In Sunday’s speech, Khamenei, who has a talent in speaking vaguely, tried to distance himself from the failure and consequences of the Joint Comprehensive Plan of Action (JCPOA), the nuclear deal the regime reached with world powers in 2015 and committed to setting caps on its nuclear program.
“Recently, although I knew it wouldn’t work, but to try it out and make everything clear to everyone, I said that although the Americans have erred in withdrawing from the JCPOA, if they remove all sanctions, they can take part in the JCPOA. But I knew they wouldn’t accept, and this is what happened,” Khamenei said, implicitly admitting that his influence within his own ranks is waning.
The U.S. withdrew from the nuclear deal in May 2018 on grounds that it doesn’t do enough to prevent the Iranian regime from obtaining nuclear bombs and curbing its destructive policies in the Middle East region. The withdrawal happened as the past few years have shown that the Iranian regime has used the economic benefits of the nuclear deal to fund its ballistic missile program and ratchet up its terrorist intervention in the countries of the Middle East. The U.S. has imposed sanctions on the Iranian regime’s terror and weapons development apparatus and is calling for an agreement that will ensure peace and security.
Zarif’s laments in parliament
On the same day that Khamenei was discussing his regime’s crises, Javad Zarif, the foreign minister of the regime was busy giving his own account of the unsolvable problems of the regime in the Majlis (parliament).
Responding to MPs about the lack of progress on the JCPOA and negotiations, Zarif said, “What I said was nothing less than what [Khamenei] said. If he wants, we will negotiate. I do not speak of my own will.”
Zarif also reiterated his devotion to the regime and its leader, saying, “Look at what the U.S. Secretary of State has said. I’m renowned for being a defender of the establishment. You have heard what the U.S. State Secretary has said about me, which is my honor… After years of living in the west, I’m not enamored of negotiating with the westerners. “
Meanwhile, Zarif warned that not negotiating will result in the return of pre-JCPOA UN Security Council resolutions, and he implicitly blamed Khamenei for anything that happens to the regime, saying, “If you have any concerns, you should criticize the policies that have been defined. I only carry out the policies of the establishment.”

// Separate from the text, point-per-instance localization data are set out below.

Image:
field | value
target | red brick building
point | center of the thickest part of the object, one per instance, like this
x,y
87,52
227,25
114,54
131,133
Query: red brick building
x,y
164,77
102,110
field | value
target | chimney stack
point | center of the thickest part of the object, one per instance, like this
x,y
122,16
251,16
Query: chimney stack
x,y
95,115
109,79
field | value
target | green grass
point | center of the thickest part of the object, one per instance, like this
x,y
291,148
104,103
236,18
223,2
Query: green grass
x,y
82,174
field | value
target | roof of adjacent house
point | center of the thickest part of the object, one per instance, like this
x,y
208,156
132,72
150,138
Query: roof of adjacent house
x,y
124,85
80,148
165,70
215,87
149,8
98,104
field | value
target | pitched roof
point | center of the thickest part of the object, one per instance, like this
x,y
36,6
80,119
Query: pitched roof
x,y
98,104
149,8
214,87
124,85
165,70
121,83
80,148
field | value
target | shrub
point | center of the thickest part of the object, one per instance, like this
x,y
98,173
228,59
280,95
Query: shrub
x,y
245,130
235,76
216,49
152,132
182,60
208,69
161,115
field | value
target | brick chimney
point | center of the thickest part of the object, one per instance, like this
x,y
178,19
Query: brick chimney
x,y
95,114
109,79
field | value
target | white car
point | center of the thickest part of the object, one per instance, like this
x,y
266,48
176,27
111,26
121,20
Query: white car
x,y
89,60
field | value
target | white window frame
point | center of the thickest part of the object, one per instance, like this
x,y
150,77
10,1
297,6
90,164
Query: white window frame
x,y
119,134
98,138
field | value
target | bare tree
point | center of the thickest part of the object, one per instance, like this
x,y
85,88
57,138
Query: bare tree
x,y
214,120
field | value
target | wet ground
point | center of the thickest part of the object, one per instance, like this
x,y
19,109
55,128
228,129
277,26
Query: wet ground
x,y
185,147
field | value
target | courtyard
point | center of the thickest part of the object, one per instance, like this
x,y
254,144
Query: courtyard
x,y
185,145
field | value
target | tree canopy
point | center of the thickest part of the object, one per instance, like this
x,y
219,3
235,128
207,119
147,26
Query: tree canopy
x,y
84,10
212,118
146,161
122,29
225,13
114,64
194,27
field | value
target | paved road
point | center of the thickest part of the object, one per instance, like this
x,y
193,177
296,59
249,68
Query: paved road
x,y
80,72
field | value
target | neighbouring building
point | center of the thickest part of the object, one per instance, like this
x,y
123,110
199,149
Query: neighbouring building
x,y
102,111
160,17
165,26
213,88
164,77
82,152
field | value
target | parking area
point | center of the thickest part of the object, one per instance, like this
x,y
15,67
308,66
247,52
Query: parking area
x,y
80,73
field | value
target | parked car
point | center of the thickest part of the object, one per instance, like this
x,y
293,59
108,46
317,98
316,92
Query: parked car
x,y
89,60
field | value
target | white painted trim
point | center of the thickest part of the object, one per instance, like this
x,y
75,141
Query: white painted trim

The supreme leader and foreign minister incriminating each other and issuing contradictory remarks on the same day is just the latest manifestation of a regime that is in the throes of collapse.
A reality check on Khamenei’s role in negotiations
While Khamenei tried to dissociate himself with any failure pertaining to negotiations, his record paints a totally different picture. In 2015, while Zarif and Rouhani were in the midst of hammering the final details of the JCPOA, Khamenei tried to take credit for the entire process and presented himself as the initiator of the negotiations through “one of the respected members of the region.”
He also described the nuclear negotiations as “heroic flexibility” and claimed to have managed every single detail of the entire process. But now that the JCPOA and the idea of negotiating with the west is falling apart, he’s trying to lay the blame on the president and his foreign minister. This effort will only drive a wedge through the widening rifts in his regime.
The other reality is the regime’s collapsing hegemony in the region, especially in Iraq and Lebanon, countries that Iranian officials have described as the “strategic depth” of the regime. As the avalanche of protests continue to bear down, Khamenei and his regime find themselves increasingly cornered and without a way out.